Chinese in Cuba subject of MSU's next Faculty Forum

Chinese in Cuba subject of MSU's next Faculty Forum

In the late 1800s the United States and Latin America experienced an influx of Chinese people who were brought to work on railroads and plantations, mainly with false promises of great salaries and good working conditions. More often than not, the conditions for these immigrants were close to slavery. One segment of that Chinese population settled in Havana, Cuba. Associate Professor of Spanish Claudia Montoya will speak about the ordeal of the Chinese-Cubans for the next Faculty Forum at 7 p.m. Monday, April 1, in Dillard 101.

Montoya is part of a group who visited Cuba in 2017 to study this unique ethnic group. Her talk, "The Cuban-Chinese Experience: a Story of Migration, Sacrifice, and Adaptability," will explain the history of the Chinese migration to Cuba, known as the Coolie trade or indentured labor, and juxtapose the voices of the descendants of those original migrants, who were interviewed by MSU Sociology Chair Beverly Stiles, former MSU Research Analyst Newman Wong, and Montoya. Montoya says that the Chinese migration to Cuba may be one of the most overlooked in the history of global migrations.

The Chinese migration to Cuba took place from the mid-1800s through the mid-1900s and their culture flourished with restaurants, theaters, and other businesses. Under Fidel Castro's communism in the late 1950s, their goods were taken by the state and businesses closed. New cultural influences were cut off, making the Chinese culture in Cuba a shadow of what it once was.

With the last wave of Chinese immigrants arriving in Cuba between 1910-1950, today only a few of those migrants are still living; however, they left a legacy through their descendants, sometimes pure Chinese, sometimes a mix of Cuban and Chinese.

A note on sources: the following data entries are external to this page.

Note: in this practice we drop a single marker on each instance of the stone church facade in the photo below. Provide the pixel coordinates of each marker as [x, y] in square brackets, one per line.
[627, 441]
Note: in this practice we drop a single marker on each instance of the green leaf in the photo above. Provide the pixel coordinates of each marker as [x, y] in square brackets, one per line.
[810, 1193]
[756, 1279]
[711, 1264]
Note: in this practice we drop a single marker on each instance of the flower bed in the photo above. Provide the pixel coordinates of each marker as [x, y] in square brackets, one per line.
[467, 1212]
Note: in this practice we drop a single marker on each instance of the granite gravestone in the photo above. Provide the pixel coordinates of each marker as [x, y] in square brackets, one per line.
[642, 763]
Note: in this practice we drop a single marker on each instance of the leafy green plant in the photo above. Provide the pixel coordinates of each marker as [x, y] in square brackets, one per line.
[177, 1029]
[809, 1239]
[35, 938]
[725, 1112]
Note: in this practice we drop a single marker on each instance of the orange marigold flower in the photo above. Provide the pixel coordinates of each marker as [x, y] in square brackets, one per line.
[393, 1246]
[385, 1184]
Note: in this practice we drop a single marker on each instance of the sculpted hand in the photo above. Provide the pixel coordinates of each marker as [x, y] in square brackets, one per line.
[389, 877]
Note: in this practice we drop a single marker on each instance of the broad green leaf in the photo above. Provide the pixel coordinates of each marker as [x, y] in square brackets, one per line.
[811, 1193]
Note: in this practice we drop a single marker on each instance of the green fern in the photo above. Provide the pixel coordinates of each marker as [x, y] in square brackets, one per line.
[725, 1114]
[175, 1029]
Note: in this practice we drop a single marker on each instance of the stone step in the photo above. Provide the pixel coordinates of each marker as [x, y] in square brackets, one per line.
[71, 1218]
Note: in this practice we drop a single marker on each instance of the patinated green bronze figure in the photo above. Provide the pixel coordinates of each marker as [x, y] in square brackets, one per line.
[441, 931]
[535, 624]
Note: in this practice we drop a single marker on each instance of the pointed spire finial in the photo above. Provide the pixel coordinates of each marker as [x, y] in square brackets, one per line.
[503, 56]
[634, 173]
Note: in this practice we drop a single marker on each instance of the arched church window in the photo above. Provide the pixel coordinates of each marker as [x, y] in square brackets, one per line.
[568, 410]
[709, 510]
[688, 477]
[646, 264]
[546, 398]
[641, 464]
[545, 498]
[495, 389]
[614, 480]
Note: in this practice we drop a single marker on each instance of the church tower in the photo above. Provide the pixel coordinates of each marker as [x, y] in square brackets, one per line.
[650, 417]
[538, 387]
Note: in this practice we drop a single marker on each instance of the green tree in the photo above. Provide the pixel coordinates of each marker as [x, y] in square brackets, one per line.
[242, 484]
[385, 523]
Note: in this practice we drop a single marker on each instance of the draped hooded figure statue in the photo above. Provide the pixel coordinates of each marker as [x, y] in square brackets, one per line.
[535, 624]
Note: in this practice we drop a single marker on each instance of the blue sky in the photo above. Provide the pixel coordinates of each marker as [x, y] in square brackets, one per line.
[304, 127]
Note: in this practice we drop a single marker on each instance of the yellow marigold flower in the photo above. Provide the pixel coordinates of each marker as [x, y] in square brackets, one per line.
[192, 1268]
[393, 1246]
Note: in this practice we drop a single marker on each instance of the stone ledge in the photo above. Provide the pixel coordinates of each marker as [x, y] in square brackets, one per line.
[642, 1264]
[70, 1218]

Montoya will discuss the lives of those who grew up in a Chinese household during the 1940s and 1950s, and the legacy that their Chinese ancestors instilled in them.

"This work is a reflection of what to be Chinese in Cuba means to the inhabitants of Havana's Chinatown," Montoya said. "It's a collection of memories and dreams, struggles and successes, a historical, cultural, and sociological glimpse at this intriguing and resilient culture of adaptable survivors."

Faculty Forum is a monthly showcase for the research and creative endeavors of the Midwestern State University faculty. It is an opportunity for the campus and Wichita Falls communities to learn, engage, and sometimes discuss the novel ideas and explorations of the talented individuals who teach, discover, and create at MSU.